Selon les œuvres, le motif est triangulaire, rond, torsadé, gondolé, sinueux… Avec des lignes de fuite, des juxtapositions, des répétitions.

 

          Il semble qu’il y ait deux formulations dans les œuvres de cette artiste : celles où l’on voit franchement les reliefs ; et celles presque en trompe-l’œil, où le visiteur doit se placer à trois mètres : il se demande alors s’ils sont plats avec des reliefs peints, ou s’ils sont vraiment en reliefs ? Auquel cas, ces derniers sont plus ou moins importants, plus ou moins sensibles. Et ce travail s’anime beaucoup avec la lumière. 

 

          Quant aux passages peints, ils sont composés de lignes un peu aléatoires mais qui se veulent harmonieuses dans la succession des couches. A chaque fois, un signe se superpose à elles : enchaînement de minuscules boules, arc de cercle bicolore, sorte de boomerang clair et ombré, etc.
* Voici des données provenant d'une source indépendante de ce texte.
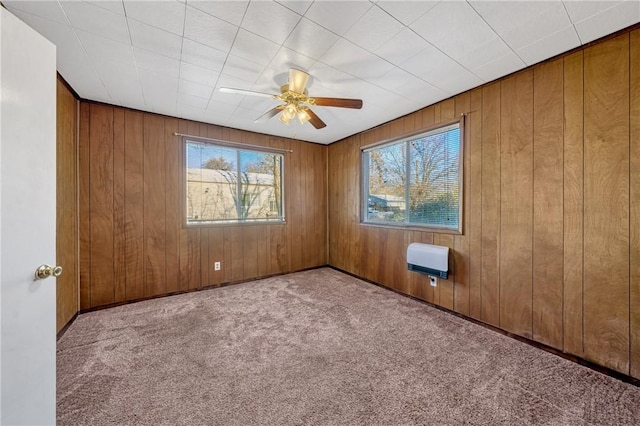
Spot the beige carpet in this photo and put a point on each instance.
(317, 347)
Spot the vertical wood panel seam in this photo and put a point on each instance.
(582, 203)
(533, 194)
(630, 227)
(499, 231)
(113, 202)
(563, 198)
(89, 204)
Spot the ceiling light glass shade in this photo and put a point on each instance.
(303, 116)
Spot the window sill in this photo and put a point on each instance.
(412, 228)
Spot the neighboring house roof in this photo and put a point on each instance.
(224, 176)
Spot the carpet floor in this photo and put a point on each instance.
(317, 348)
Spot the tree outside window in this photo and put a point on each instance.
(226, 184)
(415, 181)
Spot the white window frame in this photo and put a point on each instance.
(238, 147)
(406, 139)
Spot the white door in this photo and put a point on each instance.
(28, 218)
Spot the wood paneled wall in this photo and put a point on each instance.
(67, 205)
(551, 243)
(133, 241)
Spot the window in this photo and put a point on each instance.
(225, 184)
(415, 181)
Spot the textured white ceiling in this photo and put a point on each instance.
(171, 57)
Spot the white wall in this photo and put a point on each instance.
(27, 224)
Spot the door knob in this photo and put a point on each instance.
(46, 271)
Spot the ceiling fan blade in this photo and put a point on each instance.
(269, 114)
(339, 102)
(246, 92)
(315, 120)
(297, 80)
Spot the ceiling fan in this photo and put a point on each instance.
(295, 100)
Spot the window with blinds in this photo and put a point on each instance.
(225, 184)
(415, 181)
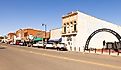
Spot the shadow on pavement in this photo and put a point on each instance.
(2, 47)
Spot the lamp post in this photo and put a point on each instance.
(45, 29)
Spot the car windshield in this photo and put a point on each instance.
(49, 42)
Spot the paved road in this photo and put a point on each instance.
(24, 58)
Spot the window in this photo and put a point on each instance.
(64, 29)
(74, 27)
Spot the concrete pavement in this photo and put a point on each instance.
(24, 58)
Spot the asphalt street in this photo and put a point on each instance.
(25, 58)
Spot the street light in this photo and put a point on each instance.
(45, 29)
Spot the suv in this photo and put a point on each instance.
(61, 46)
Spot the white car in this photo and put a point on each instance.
(61, 46)
(38, 44)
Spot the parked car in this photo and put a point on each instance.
(49, 45)
(61, 46)
(38, 44)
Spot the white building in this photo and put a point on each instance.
(56, 35)
(77, 27)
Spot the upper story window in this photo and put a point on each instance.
(74, 21)
(64, 29)
(75, 27)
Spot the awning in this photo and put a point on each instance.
(38, 39)
(55, 39)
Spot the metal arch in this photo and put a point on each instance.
(102, 30)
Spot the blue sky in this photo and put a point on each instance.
(16, 14)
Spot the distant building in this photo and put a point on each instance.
(25, 34)
(81, 31)
(56, 35)
(11, 37)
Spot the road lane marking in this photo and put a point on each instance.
(76, 60)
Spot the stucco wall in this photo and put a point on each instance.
(88, 24)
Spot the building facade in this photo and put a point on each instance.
(28, 34)
(80, 30)
(56, 35)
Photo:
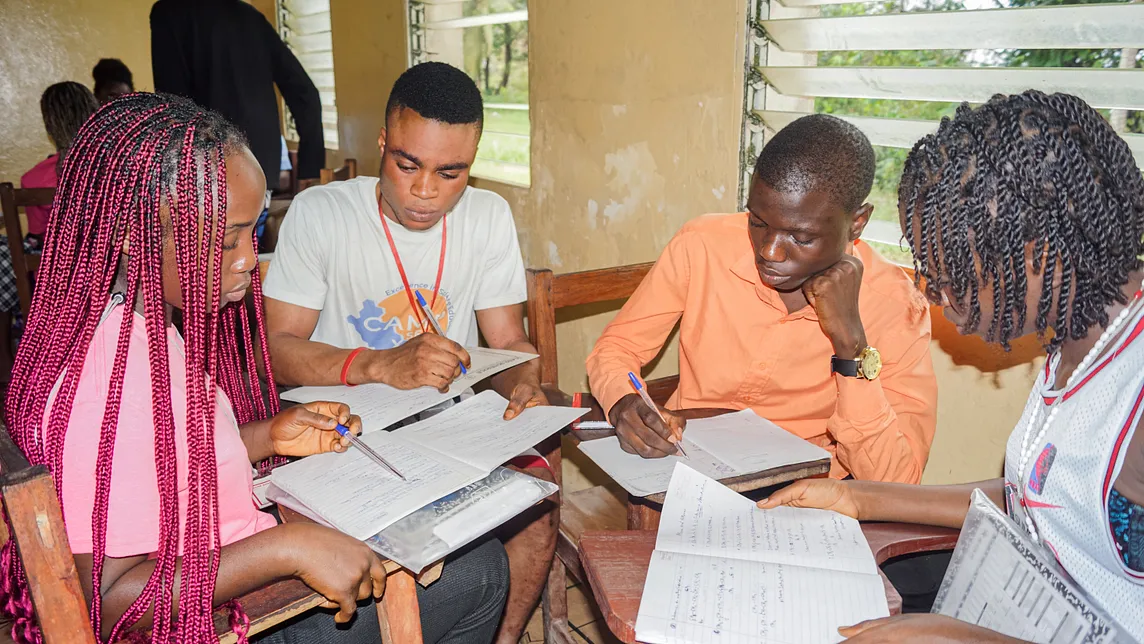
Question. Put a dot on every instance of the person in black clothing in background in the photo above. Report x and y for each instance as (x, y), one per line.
(224, 55)
(112, 79)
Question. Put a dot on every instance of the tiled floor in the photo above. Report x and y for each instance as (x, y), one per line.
(587, 625)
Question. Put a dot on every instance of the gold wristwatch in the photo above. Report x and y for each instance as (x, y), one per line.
(867, 366)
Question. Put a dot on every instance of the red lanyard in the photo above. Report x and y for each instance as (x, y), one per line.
(400, 269)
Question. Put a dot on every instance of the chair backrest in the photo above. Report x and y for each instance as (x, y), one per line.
(548, 293)
(12, 200)
(287, 180)
(37, 523)
(347, 172)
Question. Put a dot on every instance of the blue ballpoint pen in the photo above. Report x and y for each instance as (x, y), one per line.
(367, 451)
(433, 320)
(648, 400)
Et puis, ces lignes se retrouvent tantôt sur des supports quadrangulaires, tantôt carrément dans des cercles ou portions de cercles. Cette alternance de rondeurs et de lignes géométriques, pouvant sembler contradictoire. Mais il semble bien que dans ce monde abstrait, les composants ne vivent que s’il y a des contradictions internes. (Le poli, par exemple, n’existe que s’il y a la référence du rugueux). Et les deux extrêmes sont toujours nécessaires pour que l'œuvre prenne vie. 

 

          Par ailleurs, Isabelle Tahon travaille parfois horizontalement. Mais d'autres fois, la verticalité est plus évidente ; alternant selon les oeuvres des rythmes horizontaux, ou des dominantes verticales comme si la sculptrice ayant trouvé des matériaux couchés cherchait à les remettre dans le sens de la vie. Ou encore à retrouver la verticalité initiale de ces morceaux de bois qui étaient naguère des arbres dressés. Les choses semblant s’enchaîner toujours à partir de ce qu'elle a fait précédemment. Générant ainsi un équilibre qu'elle possédait intuitivement depuis l’origine, né du déséquilibre entre ses composantes géométriques et ses compositions peintes.

 

          Ainsi, Isabelle Tahon  en est-elle venue à une création très contrastée, liée à une éthique rigoureuse. Mais, bien sûr, toutes deux ne pouvaient prendre pleinement leur sens que véhiculées par une démarche sculpturale puissante, une implication profonde dans la peinture, une attitude d’interrogation perpétuelle en quête de soi-même : toutes qualités qu’elle a acquises au fil des ans.

Jeanine RIVAIS

 

TEXTE ECRIT SUITE AU XXXe FESTIVAL "BANN'ART, ART SINGULIER ART D'AUJOURD'HUI"  DE BANNE 2017.